Design, setting, and participants:
We used the Premier Healthcare database to perform a retrospective cohort study of COVID-19 hospitalized patients discharged between April 2020 and March 2021 who were followed for 30 days after discharge to capture readmission to the same hospital.
Results:
Among the 331,136 unique patients in the index cohort, 36,827 (11.1%) had at least 1 all-cause readmission within 30 days. Of the readmitted patients, 11,382 (3.4%) were readmitted with COVID-19 as the primary diagnosis.
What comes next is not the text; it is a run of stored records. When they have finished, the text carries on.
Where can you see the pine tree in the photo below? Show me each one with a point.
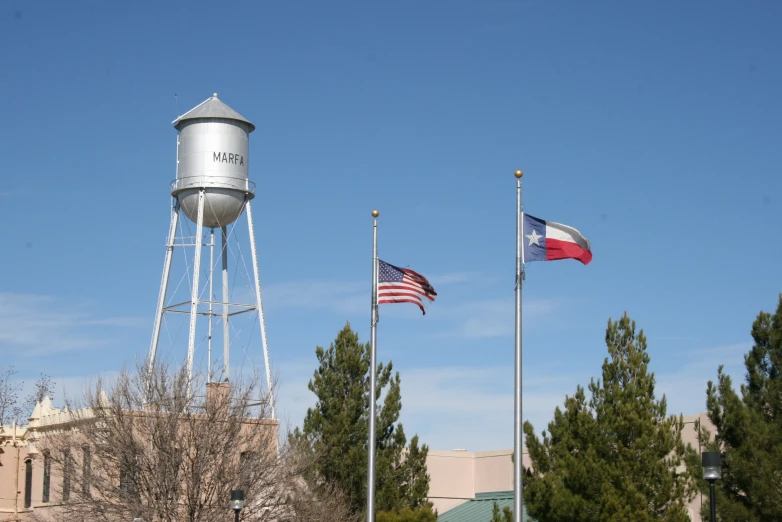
(504, 515)
(749, 429)
(612, 458)
(336, 430)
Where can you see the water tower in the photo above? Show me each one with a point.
(212, 188)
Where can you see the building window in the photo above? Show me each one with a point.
(28, 483)
(47, 476)
(127, 477)
(67, 469)
(86, 471)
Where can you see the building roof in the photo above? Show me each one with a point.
(212, 108)
(480, 508)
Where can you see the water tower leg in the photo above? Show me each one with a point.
(163, 286)
(260, 309)
(226, 331)
(211, 285)
(194, 294)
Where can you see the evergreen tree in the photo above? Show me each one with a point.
(612, 458)
(749, 429)
(504, 515)
(337, 429)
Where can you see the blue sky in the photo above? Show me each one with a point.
(653, 128)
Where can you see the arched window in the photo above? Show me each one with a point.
(67, 468)
(86, 471)
(47, 476)
(28, 483)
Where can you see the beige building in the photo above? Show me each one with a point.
(457, 477)
(460, 476)
(31, 485)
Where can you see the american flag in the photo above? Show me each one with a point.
(402, 285)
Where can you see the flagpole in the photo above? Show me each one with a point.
(372, 379)
(518, 451)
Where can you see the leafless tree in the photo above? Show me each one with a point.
(43, 387)
(9, 396)
(151, 447)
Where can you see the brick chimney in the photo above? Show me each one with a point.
(217, 395)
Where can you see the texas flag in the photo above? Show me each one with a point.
(549, 241)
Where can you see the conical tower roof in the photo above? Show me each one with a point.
(212, 108)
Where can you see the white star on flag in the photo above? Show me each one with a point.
(533, 238)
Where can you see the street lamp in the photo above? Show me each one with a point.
(237, 502)
(712, 471)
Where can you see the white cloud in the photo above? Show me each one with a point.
(685, 387)
(487, 318)
(472, 408)
(33, 325)
(348, 297)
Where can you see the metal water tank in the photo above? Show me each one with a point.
(213, 154)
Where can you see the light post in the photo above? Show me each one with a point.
(237, 502)
(712, 471)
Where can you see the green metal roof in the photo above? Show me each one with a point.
(480, 508)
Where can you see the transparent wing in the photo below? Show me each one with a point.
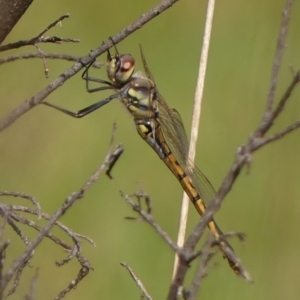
(176, 138)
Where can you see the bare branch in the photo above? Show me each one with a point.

In the multivariable model adjusted for demographics, hospital characteristics, coexisting comorbidities, and COVID-19 severity, each additional comorbidity category was associated with an 18% increase in the odds of all-cause readmission (adjusted odds ratio [aOR], 1.18; 95% confidence interval [CI], 1.17–1.19) and a 10% increase in the odds of readmission with COVID-19 as the primary readmission diagnosis (aOR, 1.10; 95% CI, 1.09–1.11). Lymphoma (aOR, 1.86; 95% CI, 1.58–2.19), renal failure (aOR, 1.32; 95% CI, 1.25–1.40), and chronic lung disease (aOR, 1.29; 95% CI, 1.24–1.34) were most associated with readmission for COVID-19.
Conclusions:
Readmission within 30 days was common among COVID-19 survivors. A better understanding of comorbidities associated with readmission will aid hospital care teams in improving postdischarge care. Additionally, it will assist hospital epidemiologists and quality administrators in planning resources, allocating staff, and managing bed-flow issues to improve patient care and safety.